Лёнька бодро шагал по веселой и прекрасной улице. На деревьях искрилась молодая листва. По дороге мчались сверкающие машины и звенящие троллейбусы. Хотя с небес до сих пор веял арктический холодок, и лето явно не собиралось быть жарким, Лёнька чувствовал, что все вокруг дышит любовью и счастьем. Зима и страшный март поблекли и застыли в прошлом, как лживый, мерзкий сон. Мама постепенно поправлялась. Отец снова любил его. Конец света, о котором все кричали, так и не случился.
Зайдя в небольшой, тенистый сквер, Лёнька присел на скамейку, слушая щебет птиц и крики взлетающих на качелях детей. Звучавшие из далекого репродуктора слова известной, уже надоевшей всем песни про перелетных птиц разносились над сквером трагично-восторженным эхом.
Мимо прошел высокий офицер с каменным лицом и чемоданом в руке. Лёнька вспомнил про Гарцева. Никто в квартире не опечалился его внезапному исчезновению, и это еще мягко сказано. Зато о причинах гадали и спорили все, кому не лень.

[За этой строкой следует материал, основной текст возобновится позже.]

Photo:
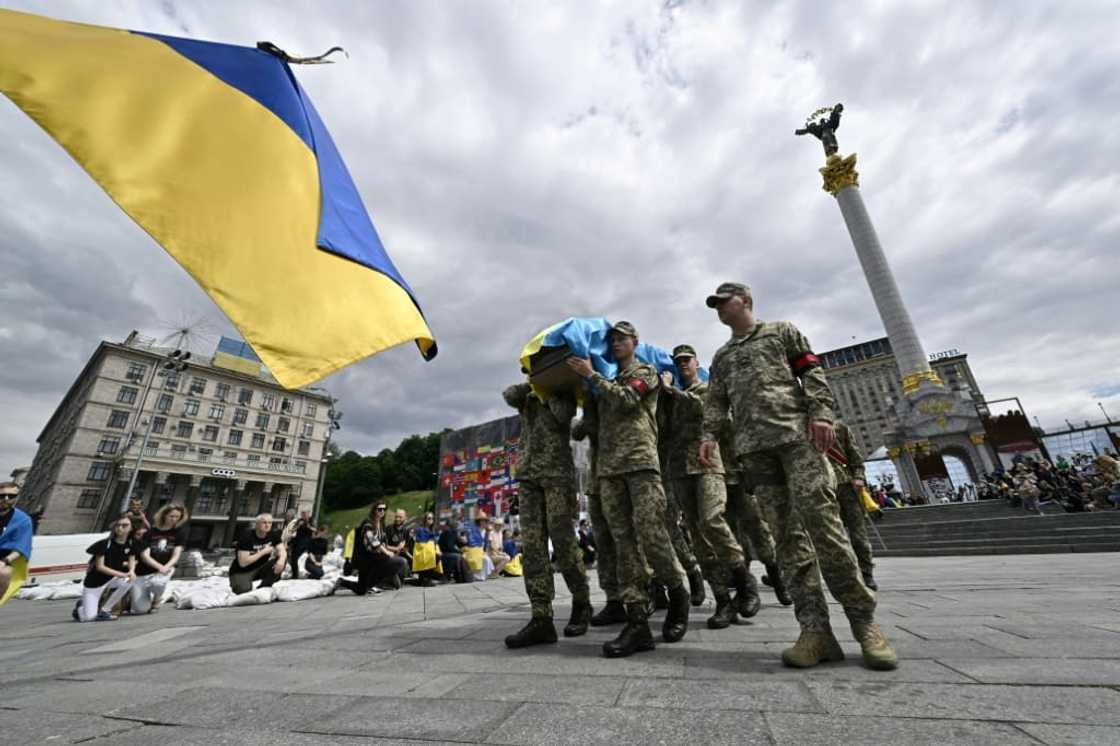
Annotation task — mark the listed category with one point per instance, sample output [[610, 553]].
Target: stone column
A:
[[842, 182]]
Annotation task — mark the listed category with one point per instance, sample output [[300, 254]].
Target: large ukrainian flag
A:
[[217, 152]]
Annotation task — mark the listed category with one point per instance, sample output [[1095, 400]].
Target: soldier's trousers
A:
[[548, 511], [634, 505], [746, 520], [795, 487], [703, 500], [681, 544], [855, 520], [606, 560]]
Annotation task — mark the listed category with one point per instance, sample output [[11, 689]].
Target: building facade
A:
[[223, 438], [867, 383]]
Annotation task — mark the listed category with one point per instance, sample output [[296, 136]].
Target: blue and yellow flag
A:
[[217, 152]]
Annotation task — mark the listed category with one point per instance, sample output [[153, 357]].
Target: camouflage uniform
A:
[[755, 379], [851, 504], [547, 475], [630, 482], [699, 488]]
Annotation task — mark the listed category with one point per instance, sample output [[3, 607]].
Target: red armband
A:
[[802, 364], [638, 385]]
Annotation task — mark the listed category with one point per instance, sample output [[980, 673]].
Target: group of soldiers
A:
[[753, 451]]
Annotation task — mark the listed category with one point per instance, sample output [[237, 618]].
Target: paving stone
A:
[[1081, 672], [777, 696], [561, 725], [796, 729], [203, 707], [385, 717], [1062, 735], [1082, 705]]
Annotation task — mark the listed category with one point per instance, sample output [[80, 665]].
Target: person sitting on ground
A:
[[261, 556], [112, 570], [16, 532], [374, 561], [313, 559], [157, 557]]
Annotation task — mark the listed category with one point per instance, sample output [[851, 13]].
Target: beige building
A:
[[866, 382], [224, 438]]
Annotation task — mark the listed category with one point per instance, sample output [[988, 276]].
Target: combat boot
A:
[[869, 580], [773, 578], [697, 594], [812, 647], [725, 613], [677, 617], [878, 654], [746, 597], [634, 637], [613, 613], [580, 617], [538, 632]]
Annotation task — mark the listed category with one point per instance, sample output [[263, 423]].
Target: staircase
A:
[[992, 528]]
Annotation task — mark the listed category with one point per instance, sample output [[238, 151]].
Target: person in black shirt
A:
[[261, 556], [112, 569], [373, 559], [158, 556]]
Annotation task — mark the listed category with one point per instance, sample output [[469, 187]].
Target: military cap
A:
[[683, 351], [624, 327], [727, 290]]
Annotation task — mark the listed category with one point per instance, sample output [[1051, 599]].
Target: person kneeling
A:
[[261, 556]]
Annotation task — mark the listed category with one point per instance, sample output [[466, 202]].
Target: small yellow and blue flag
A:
[[217, 152]]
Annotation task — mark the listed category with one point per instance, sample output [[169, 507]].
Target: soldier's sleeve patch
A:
[[803, 363], [638, 385]]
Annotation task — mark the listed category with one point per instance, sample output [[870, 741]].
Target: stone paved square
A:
[[995, 650]]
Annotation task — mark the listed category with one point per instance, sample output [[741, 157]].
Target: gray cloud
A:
[[526, 164]]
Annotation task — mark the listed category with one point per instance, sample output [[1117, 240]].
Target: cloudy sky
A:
[[529, 161]]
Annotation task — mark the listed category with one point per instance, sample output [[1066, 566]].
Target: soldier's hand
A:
[[707, 450], [821, 435], [581, 366]]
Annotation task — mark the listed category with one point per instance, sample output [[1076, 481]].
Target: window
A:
[[99, 472], [89, 499], [136, 372]]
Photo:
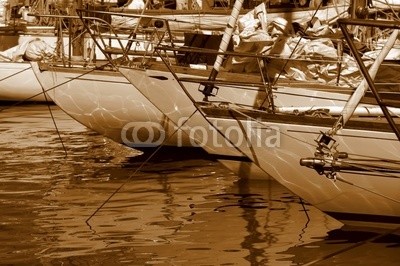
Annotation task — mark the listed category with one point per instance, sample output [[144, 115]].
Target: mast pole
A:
[[362, 88], [226, 38]]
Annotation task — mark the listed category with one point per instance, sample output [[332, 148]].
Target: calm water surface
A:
[[76, 198]]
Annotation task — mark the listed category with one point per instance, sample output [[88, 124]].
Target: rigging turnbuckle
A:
[[327, 160]]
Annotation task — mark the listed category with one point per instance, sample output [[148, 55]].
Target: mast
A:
[[356, 97], [226, 38]]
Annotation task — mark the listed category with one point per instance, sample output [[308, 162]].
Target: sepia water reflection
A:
[[180, 208]]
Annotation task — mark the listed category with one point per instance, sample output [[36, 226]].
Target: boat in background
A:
[[346, 166]]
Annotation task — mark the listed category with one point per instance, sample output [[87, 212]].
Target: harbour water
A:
[[71, 197]]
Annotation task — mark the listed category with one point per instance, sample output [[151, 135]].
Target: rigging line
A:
[[391, 8], [50, 89], [383, 172], [262, 124], [338, 178], [304, 209], [137, 170], [343, 250], [305, 142], [195, 105], [54, 122], [297, 44], [19, 72]]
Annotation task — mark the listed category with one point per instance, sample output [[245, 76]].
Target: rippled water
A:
[[78, 198]]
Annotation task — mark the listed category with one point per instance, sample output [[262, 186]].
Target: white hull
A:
[[162, 89], [359, 198], [371, 197]]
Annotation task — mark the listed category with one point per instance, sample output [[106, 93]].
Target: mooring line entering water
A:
[[137, 169], [343, 250]]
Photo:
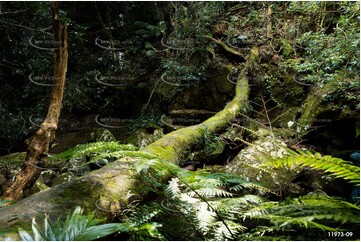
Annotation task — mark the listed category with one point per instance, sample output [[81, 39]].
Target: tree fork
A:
[[106, 191], [38, 148]]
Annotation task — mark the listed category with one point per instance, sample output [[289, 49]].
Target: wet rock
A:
[[78, 166], [144, 137], [65, 177], [48, 176], [38, 186], [248, 164], [102, 134]]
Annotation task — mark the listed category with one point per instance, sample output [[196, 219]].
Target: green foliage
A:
[[310, 213], [75, 227], [335, 167], [94, 149], [219, 206]]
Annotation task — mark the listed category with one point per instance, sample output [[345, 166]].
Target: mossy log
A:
[[106, 191]]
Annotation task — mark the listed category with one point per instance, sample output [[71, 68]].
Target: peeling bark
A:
[[39, 146]]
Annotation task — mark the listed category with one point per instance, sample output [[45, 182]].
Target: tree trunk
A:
[[38, 148], [107, 190]]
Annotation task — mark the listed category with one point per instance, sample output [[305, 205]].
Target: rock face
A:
[[144, 137], [248, 163], [9, 166]]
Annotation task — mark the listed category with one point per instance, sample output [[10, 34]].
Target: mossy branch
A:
[[224, 46]]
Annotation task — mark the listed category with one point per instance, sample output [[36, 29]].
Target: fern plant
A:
[[76, 227], [335, 167], [317, 213]]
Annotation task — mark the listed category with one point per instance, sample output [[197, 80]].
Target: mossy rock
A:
[[65, 177], [102, 134], [38, 186], [248, 165], [12, 160], [48, 176], [144, 137]]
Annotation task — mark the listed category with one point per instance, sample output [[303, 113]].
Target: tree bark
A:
[[38, 148], [106, 190]]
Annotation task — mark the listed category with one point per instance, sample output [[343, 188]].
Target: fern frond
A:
[[309, 212], [210, 192], [336, 167]]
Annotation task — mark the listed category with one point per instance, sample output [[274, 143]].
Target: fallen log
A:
[[106, 191]]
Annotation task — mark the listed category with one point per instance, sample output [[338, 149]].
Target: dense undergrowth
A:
[[211, 205]]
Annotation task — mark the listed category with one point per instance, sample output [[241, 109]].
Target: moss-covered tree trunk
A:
[[107, 190], [39, 146]]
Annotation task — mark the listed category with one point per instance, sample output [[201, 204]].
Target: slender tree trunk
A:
[[106, 191], [38, 148]]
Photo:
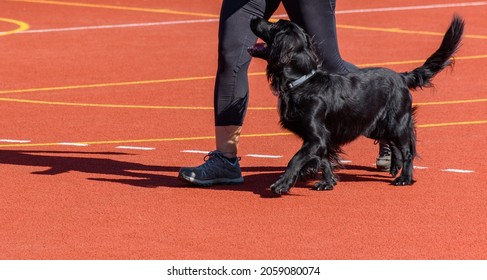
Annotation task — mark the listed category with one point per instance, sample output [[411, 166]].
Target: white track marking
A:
[[408, 8], [176, 22], [135, 148], [195, 151], [457, 170], [128, 25], [73, 144], [14, 141], [263, 156], [420, 167]]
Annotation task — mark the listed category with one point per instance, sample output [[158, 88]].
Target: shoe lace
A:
[[214, 155]]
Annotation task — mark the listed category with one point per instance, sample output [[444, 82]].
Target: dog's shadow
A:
[[104, 169]]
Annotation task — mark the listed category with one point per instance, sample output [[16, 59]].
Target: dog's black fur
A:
[[329, 110]]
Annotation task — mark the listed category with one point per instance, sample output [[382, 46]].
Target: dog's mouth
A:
[[258, 50]]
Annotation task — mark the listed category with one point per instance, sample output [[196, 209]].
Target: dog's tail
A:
[[442, 58]]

- Да небось, свои же и шлепнули! – ворчала баба Зоя, пихая палкой варящееся в баке белье.
Большинство разделяло ее точку зрения. Кто-то, однако, полагал, что Гарцев сам бежал из Москвы, когда почуял, что со смертью хозяина его сладкая жизнь подошла к концу. Впрочем, когда управдом распорядился взломать дверь в его комнату, ошибочность этой версии стала очевидна: в шкафу остались вещи Гарцева, а в столе – деньги и документы.
В тот же день проживавший в квартире делопроизводитель Прусаков за ужином объявил, что лично видел, как люди в штатском высадили Гарцева из черной «Победы» на мосту и, связав ему руки, сбросили в Москву-реку.
Лёньку порывало спросить, отчего же он не рассказал об этом раньше. Но подвыпивший Прусаков так искренне и самозабвенно врал, что сочувствие взяло верх.
Да и мог ли Лёнька с полным правом утверждать, что знает истину? Он не был в этом уверен. Быть может, ему, как и Егору, приснился слишком правдоподобный сон? Быть может, испугавшись за маму, он ненадолго сошел с ума и бегал в мире своих фантазий? Если это принять, жить становилось гораздо легче. Никто на свете не видел того, что видел он и не поверил бы ему. Что-то подобное Лёнька испытывал только в детстве, когда в его кроватку приползала черная тварь.